计算机工程与应用 ›› 2019, Vol. 55 ›› Issue (24): 122-127.DOI: 10.3778/j.issn.1002-8331.1901-0086

• 模式识别与人工智能 • 上一篇    下一篇

自适应快速搜索密度峰值聚类算法

王军华,李建军,李俊山,赖文达   

  1. 广东外语外贸大学 南国商学院 智能信息研究所,广州 510545
  • 出版日期:2019-12-15 发布日期:2019-12-11

Adaptive Fast Search Density Peak Clustering Algorithm

WANG Junhua, LI Jianjun, LI Junshan, LAI Wenda   

  1. Institute of Intelligent Information, South China Business College, Guangdong University of Foreign Studies, Guangzhou 510545, China
  • Online:2019-12-15 Published:2019-12-11

摘要: CFSFDP算法(Clustering by Fast Search and Find of Density Peaks)具有简单高效且需要较少参数的优点,但存在需要人为确定截断距离参数和聚类中心的不足。为克服以上不足,提出了自适应快速搜索密度峰值聚类算法。该算法针对截断距离参数的确定问题,构造关于截断距离参数的局部密度信息熵,通过最小化信息熵自适应地确定截断距离参数;针对聚类中心的确定问题,利用从非聚类中心到聚类中心数据点局部密度和距离的乘积,存在明显跳跃这一特征确定阈值,从而能自动确定聚类中心。实验结果表明该算法能够取得较好的聚类性能,且无需人为确定截断距离参数和聚类中心。

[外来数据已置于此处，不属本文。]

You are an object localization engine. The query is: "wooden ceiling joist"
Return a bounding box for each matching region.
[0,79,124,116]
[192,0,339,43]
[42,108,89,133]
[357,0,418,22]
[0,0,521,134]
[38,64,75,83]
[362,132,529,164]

关键词: 聚类, 密度峰值, 截断距离参数, 局部密度

Abstract: A density-based clustering algorithm, called Clustering by Fast Search and Find of Density Peaks(CFSFDP), is fast and need few parameters, but it exists two drawbacks that cut-off distance parameter and clustering centers must be given subjectively. To overcome these shortcomings, adaptive fast search density peak clustering algorithms is proposed. For estimating the cut-off distance parameter, the local density entropy is established and then cut-off distance parameter is adaptively estimated by minimizing the entropy. For obtaining clustering centers, the product of local density and distance, which exists the jumping character form data point to clustering centers, is used to ensure threshold, then cluster centers are gotten. The experimental results show that the proposed algorithm can achieve better clustering performance without artificial determination of cut-off distance parameters and clustering centers.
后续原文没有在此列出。